Questions Specific to Philip Rosedale

What Inspired Him to create Second Life?

[Video: 3:04-6:43]

  • In the late 1990s attempted to develop The Rig a virtual reality system, working with Andrew (now Leviathan, since his return to LL from High Fidelity) Linden.
  • Nine months into this work, the team started developing the virtual world itself – at that time intended to be a physics simulation of an enormous world, rather than an avatar-based world. A place where the laws of physics could be tested an constructs made.
  • As people within the company started using the software and getting caught up within it, the focus shifted to developing the virtual world itself and presenting it as an immersive experience.
  • [As many know, that led to the development of LindenWorld, and copies of a 2001 video of that environment, populated by “Primitars” (as they were built from the world’s primitives) can still be found on You Tube.]

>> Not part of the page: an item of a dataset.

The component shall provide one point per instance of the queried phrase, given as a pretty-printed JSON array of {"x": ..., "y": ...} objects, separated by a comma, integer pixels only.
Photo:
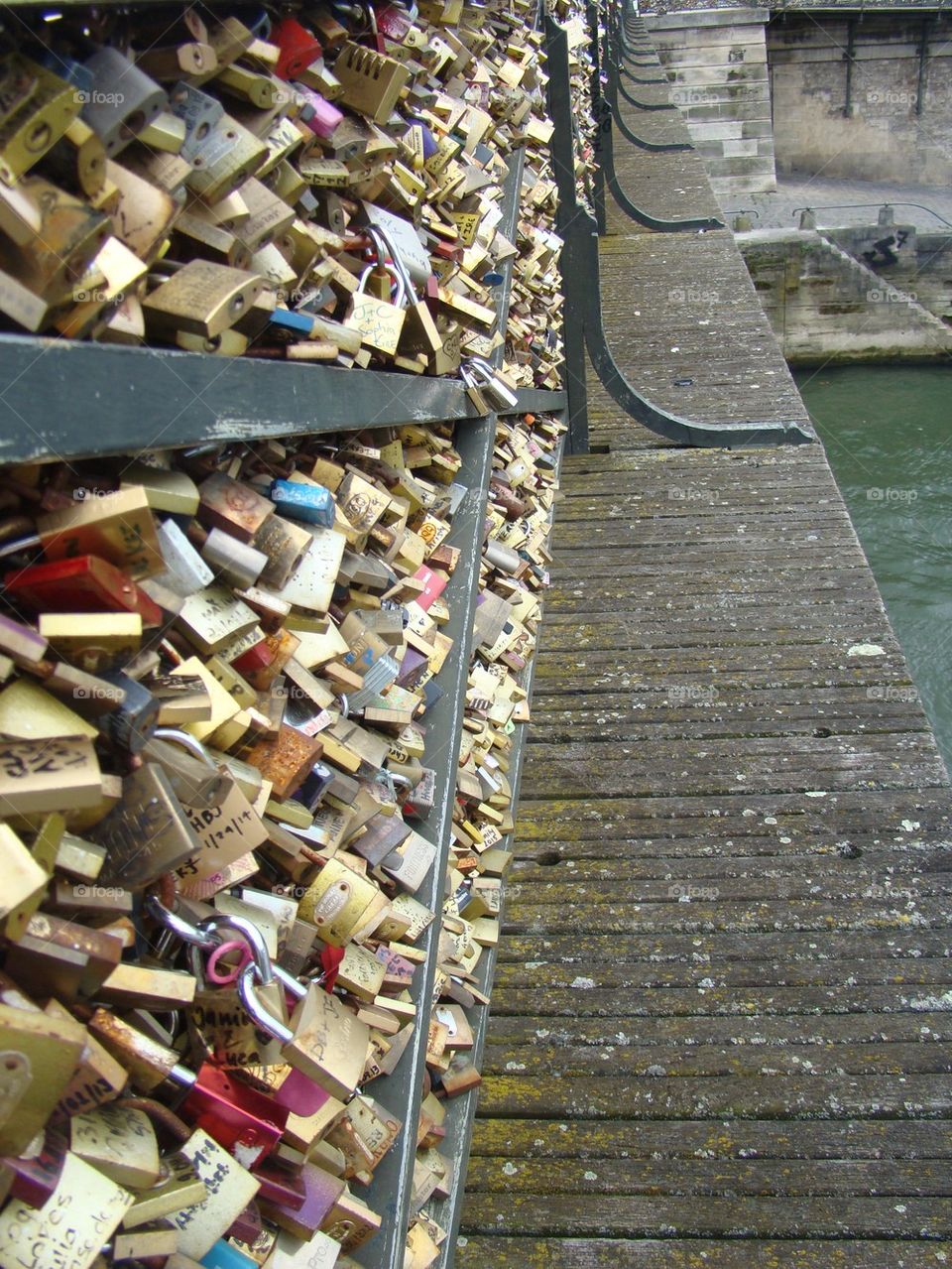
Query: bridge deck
[{"x": 720, "y": 1029}]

  • Never thought the platform would still be going 20 years on, let alone the rich diversity of activities and content, and is “deeply, deeply happy” with the way the platform has flourished and adopted / adapted by users.

What Worries  / Excites Him Most for the Future of SL?

[Video: 11:33-14:36]

  • Is excited about the fact that – even without the need for headsets – SL is seen as being a leader within the field, and feels that it is a fundamental demonstration of how people can positively spend time within virtual environments – “the metaverse” (alongside the few other multi-person virtual worlds that have managed to survive), and how a virtual world can both positively empower and bring people from all backgrounds together.
  • Is also concerned that the increasing AI toolset that is gaining greater use, coupled with the spread of misinformation, could, if mis-applied to virtual worlds, lead to things going “horribly wrong” if there are a lot of people using those virtual spaces.
  • As such, has spent much of his time of late trying to articulate the positive strengths of SL, and how they could be positive influence within social media, digital currencies, etc.

What is His Role at Linden Lab / Within Second Life?

[Video: 21:28-23:59]

  • Notes that the relationship between Second Life and Linden Lab is unusually dynamic, as the growth of each informs the other.
  • Due to the multiple inputs to and uses of the platform, it doesn’t lend itself to the “traditional” form of reactive, product-led, top-down management, and so support’s Brad’s comment vis the role of CEO.
  • His own role is that of Second Life Strategic Advisor, being available to help consult on areas where his opinion / expertise is concerned. However, notes that as he is busy on multiple fronts, his direct involvement in Second Life’s development takes the form of “a little of my time and a lot of my love.”